/browserfetch

fetch in Python using your browser!

Primary LanguagePythonGNU General Public License v3.0GPL-3.0

Fetch using your browser.

Let the browser manage cookies for you.

⚠️ This project is a very simple implementation. Not tested thoroughly. Consider it a proof of concept.

Usage

  1. You'll run a Python script containing some code like this:
from asyncio import gather, new_event_loop

from browserfetch import fetch, get, post, run_server


async def main():
    response1, response2, reponse3 = await gather(
        get('https://example.com/path1', params={'a': 1}),
        fetch('https://example.com/image.png'),
        post('https://example.com/path2', data={'a': 1}),
    )
    # do stuff with retrieved responses


loop = new_event_loop()
loop.create_task(start_server())
loop.run_until_complete(main())
  1. Open your browser, goto http://example.com (perhaps solve a captcha and log in).
  2. Copy the contents of browserfetch.js file and paste it in browser's console. (You can use a browser extensions like violentmonkey/tampermonkey to do this step for you.)

That's it! Your Python script starts handling requests. The browser tab should remain open of-coarse.

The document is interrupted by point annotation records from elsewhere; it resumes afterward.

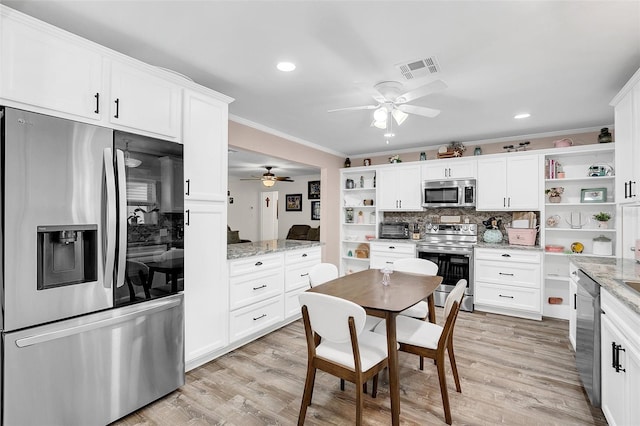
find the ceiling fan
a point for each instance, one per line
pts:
(393, 100)
(269, 179)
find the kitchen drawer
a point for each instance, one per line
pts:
(407, 249)
(508, 255)
(307, 255)
(246, 321)
(252, 288)
(292, 304)
(510, 274)
(255, 264)
(297, 277)
(504, 296)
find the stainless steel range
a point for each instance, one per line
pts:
(451, 248)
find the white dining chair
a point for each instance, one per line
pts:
(415, 265)
(432, 340)
(344, 348)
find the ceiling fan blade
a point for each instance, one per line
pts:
(354, 108)
(427, 89)
(418, 110)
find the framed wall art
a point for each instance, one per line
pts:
(315, 210)
(593, 195)
(314, 190)
(293, 202)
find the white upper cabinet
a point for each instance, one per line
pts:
(205, 147)
(399, 188)
(48, 69)
(449, 169)
(143, 101)
(627, 135)
(509, 183)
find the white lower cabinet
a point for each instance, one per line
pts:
(620, 362)
(296, 277)
(508, 282)
(383, 254)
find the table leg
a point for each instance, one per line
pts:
(394, 379)
(432, 308)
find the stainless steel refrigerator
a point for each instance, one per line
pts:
(92, 311)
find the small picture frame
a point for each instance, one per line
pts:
(315, 210)
(293, 202)
(314, 190)
(593, 195)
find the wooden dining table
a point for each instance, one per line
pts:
(386, 301)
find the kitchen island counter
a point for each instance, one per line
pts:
(240, 250)
(610, 274)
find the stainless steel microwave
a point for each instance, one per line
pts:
(449, 193)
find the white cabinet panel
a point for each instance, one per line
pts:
(399, 188)
(205, 152)
(48, 68)
(206, 286)
(143, 101)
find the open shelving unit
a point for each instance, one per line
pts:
(575, 221)
(358, 221)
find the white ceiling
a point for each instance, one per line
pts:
(561, 61)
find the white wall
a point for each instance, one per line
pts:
(244, 214)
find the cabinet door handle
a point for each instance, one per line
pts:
(97, 96)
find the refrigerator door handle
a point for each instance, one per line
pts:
(58, 334)
(111, 217)
(122, 217)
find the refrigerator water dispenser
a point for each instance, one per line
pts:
(66, 255)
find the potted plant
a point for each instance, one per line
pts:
(554, 194)
(602, 218)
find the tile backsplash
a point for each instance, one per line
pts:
(473, 216)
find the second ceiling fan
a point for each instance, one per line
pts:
(394, 100)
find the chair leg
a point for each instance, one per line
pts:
(308, 393)
(359, 403)
(443, 388)
(374, 390)
(454, 368)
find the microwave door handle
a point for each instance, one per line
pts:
(110, 234)
(122, 219)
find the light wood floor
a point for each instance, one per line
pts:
(513, 372)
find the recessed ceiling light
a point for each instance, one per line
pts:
(286, 66)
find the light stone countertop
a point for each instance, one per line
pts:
(240, 250)
(610, 274)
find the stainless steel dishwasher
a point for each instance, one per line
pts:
(588, 336)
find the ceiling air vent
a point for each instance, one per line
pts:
(419, 68)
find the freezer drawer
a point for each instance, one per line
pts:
(94, 369)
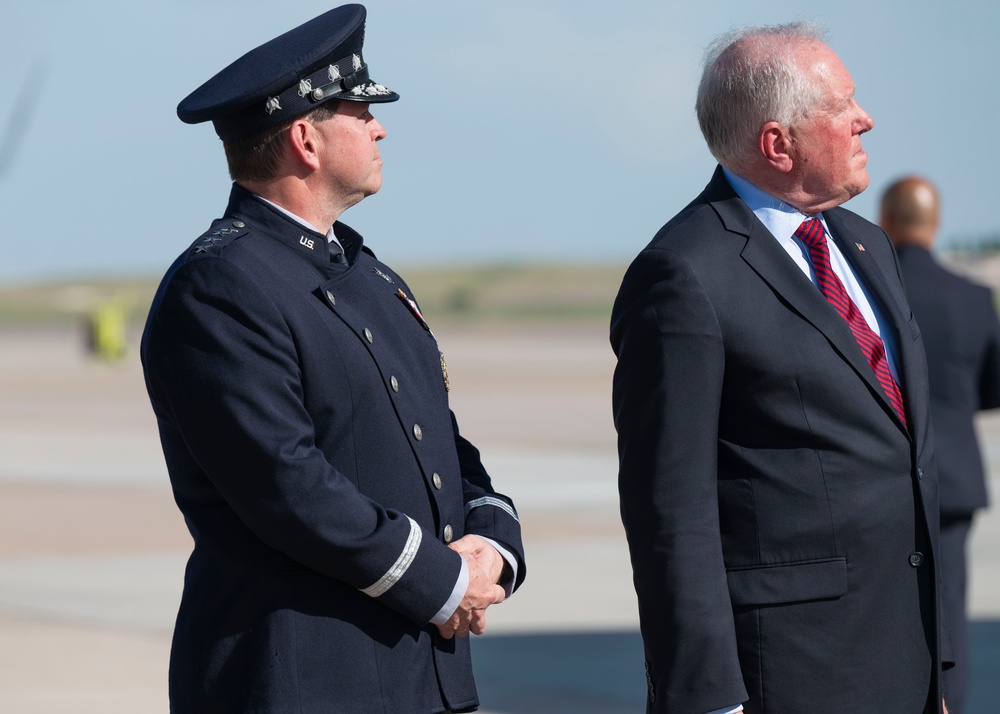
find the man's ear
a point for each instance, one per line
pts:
(775, 144)
(304, 141)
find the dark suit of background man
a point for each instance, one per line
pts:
(777, 478)
(962, 340)
(344, 532)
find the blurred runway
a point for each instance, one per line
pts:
(92, 547)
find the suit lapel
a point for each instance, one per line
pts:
(874, 281)
(769, 260)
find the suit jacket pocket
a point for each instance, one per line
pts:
(779, 583)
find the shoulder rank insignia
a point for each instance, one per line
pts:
(221, 232)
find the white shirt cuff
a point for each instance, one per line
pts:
(457, 593)
(507, 585)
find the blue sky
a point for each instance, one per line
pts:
(547, 130)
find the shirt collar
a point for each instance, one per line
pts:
(330, 237)
(777, 216)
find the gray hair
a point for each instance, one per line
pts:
(751, 78)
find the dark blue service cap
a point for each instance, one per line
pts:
(288, 76)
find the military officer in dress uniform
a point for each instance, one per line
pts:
(346, 537)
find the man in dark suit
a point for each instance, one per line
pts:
(777, 477)
(346, 537)
(962, 341)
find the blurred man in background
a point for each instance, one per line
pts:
(962, 339)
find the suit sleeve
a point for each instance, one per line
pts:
(488, 513)
(667, 396)
(224, 375)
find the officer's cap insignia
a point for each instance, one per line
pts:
(288, 76)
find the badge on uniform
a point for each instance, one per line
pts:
(415, 311)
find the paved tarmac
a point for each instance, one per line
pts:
(92, 547)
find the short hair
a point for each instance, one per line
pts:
(750, 78)
(257, 157)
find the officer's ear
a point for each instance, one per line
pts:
(304, 143)
(775, 144)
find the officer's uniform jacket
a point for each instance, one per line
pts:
(304, 418)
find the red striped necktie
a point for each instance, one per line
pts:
(811, 233)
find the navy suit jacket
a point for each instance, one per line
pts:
(962, 341)
(781, 519)
(305, 423)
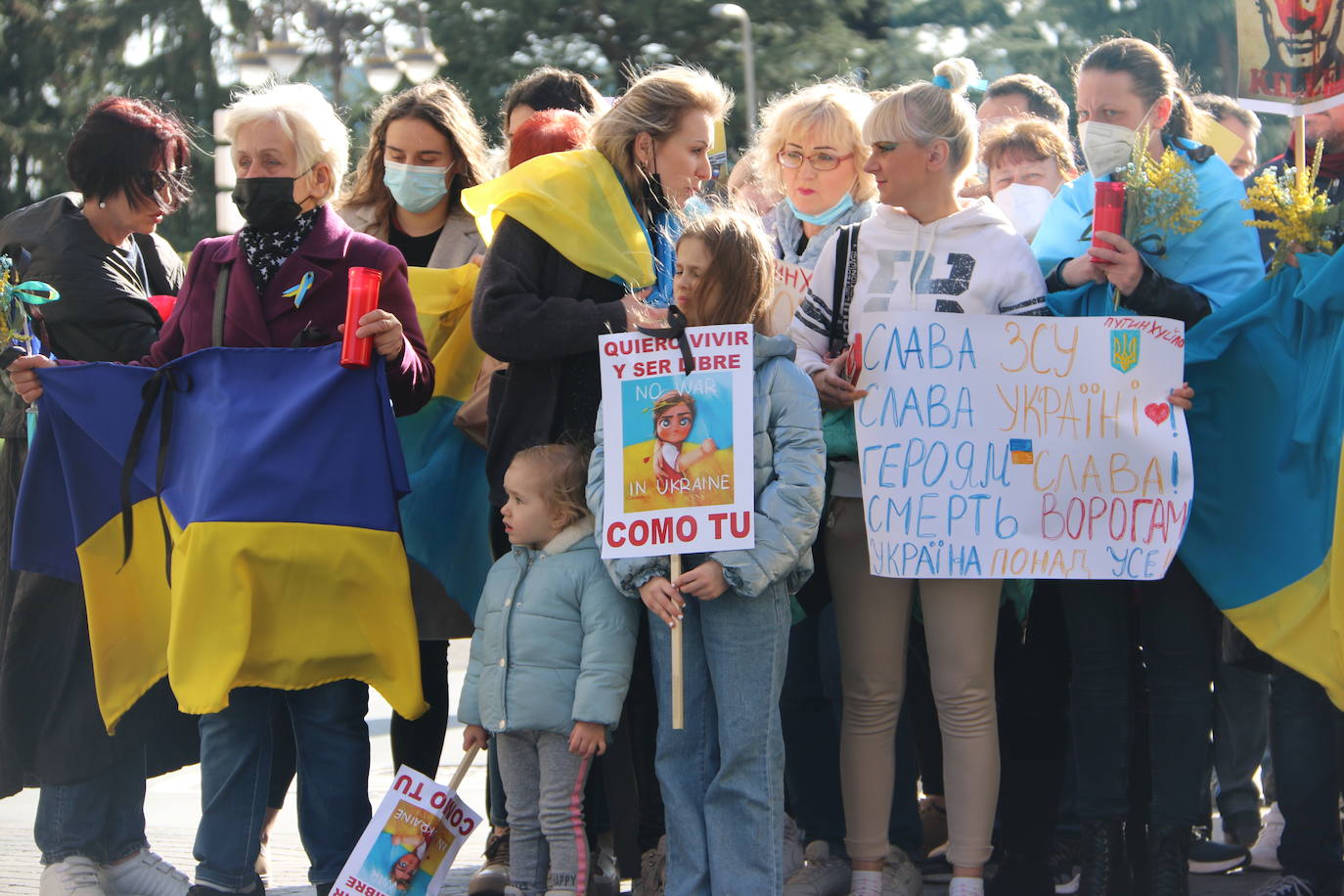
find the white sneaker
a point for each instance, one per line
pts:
(1265, 852)
(899, 876)
(791, 846)
(146, 874)
(72, 876)
(823, 874)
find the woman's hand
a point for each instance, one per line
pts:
(639, 315)
(704, 582)
(474, 737)
(1183, 396)
(1125, 267)
(588, 738)
(833, 389)
(661, 598)
(384, 330)
(1081, 269)
(23, 374)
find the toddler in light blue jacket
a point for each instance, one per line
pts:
(550, 666)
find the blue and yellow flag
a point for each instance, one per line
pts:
(575, 202)
(445, 518)
(272, 554)
(1266, 431)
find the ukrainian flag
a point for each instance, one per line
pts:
(577, 203)
(1266, 432)
(446, 469)
(277, 474)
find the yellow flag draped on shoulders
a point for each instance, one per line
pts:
(575, 202)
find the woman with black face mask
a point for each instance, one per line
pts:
(284, 281)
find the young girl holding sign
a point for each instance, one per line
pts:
(550, 666)
(723, 784)
(923, 140)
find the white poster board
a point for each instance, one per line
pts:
(409, 845)
(678, 446)
(1038, 448)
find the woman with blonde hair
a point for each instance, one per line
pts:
(922, 140)
(812, 151)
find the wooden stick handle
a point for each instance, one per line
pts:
(461, 769)
(678, 679)
(1300, 150)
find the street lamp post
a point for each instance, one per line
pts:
(734, 11)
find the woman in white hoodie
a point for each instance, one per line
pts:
(923, 250)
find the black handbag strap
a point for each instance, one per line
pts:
(216, 328)
(845, 277)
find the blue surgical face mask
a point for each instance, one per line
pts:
(417, 188)
(826, 218)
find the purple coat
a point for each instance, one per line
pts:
(272, 320)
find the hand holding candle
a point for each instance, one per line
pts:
(1107, 214)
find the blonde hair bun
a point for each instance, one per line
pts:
(959, 71)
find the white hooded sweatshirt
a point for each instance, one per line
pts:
(970, 262)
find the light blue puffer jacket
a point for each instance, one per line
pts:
(554, 640)
(789, 463)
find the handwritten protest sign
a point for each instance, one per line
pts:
(1290, 55)
(1021, 446)
(410, 842)
(678, 445)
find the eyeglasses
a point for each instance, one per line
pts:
(819, 160)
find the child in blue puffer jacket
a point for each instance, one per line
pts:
(722, 777)
(550, 666)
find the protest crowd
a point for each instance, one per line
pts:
(796, 716)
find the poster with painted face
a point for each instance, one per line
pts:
(1290, 57)
(676, 445)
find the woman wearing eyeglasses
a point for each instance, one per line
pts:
(98, 248)
(813, 148)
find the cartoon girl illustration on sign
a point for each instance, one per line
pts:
(672, 471)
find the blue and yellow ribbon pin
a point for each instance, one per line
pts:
(300, 291)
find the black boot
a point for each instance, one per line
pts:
(1168, 860)
(1105, 864)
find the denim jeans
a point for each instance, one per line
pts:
(1304, 737)
(331, 740)
(1175, 629)
(722, 777)
(101, 819)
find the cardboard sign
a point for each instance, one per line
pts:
(410, 842)
(1292, 62)
(1021, 446)
(678, 446)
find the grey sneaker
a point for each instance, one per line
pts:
(823, 874)
(72, 876)
(901, 876)
(146, 874)
(653, 871)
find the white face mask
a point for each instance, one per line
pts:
(1024, 205)
(1107, 148)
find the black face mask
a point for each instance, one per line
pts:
(266, 203)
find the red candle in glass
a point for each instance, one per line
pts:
(1107, 214)
(362, 298)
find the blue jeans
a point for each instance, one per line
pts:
(236, 744)
(1175, 629)
(722, 777)
(101, 819)
(1304, 734)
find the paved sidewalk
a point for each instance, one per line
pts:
(172, 809)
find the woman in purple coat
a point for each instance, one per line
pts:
(284, 283)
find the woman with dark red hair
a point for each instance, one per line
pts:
(98, 248)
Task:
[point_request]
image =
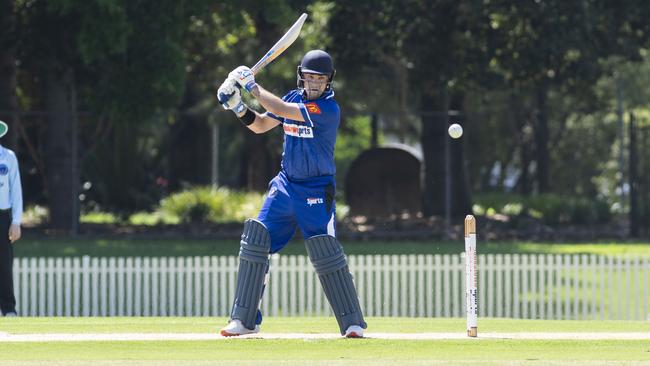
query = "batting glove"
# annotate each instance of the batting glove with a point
(244, 77)
(230, 96)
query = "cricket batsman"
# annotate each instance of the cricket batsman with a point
(301, 196)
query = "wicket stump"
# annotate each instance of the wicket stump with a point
(470, 275)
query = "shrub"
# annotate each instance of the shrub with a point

The server can handle multiple websocket connections from different websites simultaneously.

How it works

browserfetch communicates with your browser using a websocket. The fetch function just passes the request to browser and it is the browser that handles the actual request. Response data is sent back to Python using the same WebSocket connection.

Motivations

  • browser_cookie3 stopped working on Chrome-based browsers. There is a workaround: ShadowCopy, but it requires admin privilege.
  • Another issue with browser_cookie's approach is that it retrieves cookies from cookie files, but these files are not updated instantly. Thus, you might have to wait or retry a few times before you can successfully access newly set cookies.
  • ShadowCopying and File access are slow and inefficient operations.

Downsides

  • Setting up browserfetch is more cumbersome since it requires running a Python server and also injecting a small script into the webpage. Using browser_cookie3 might be a better choice if there are many websites that you need to communicate with.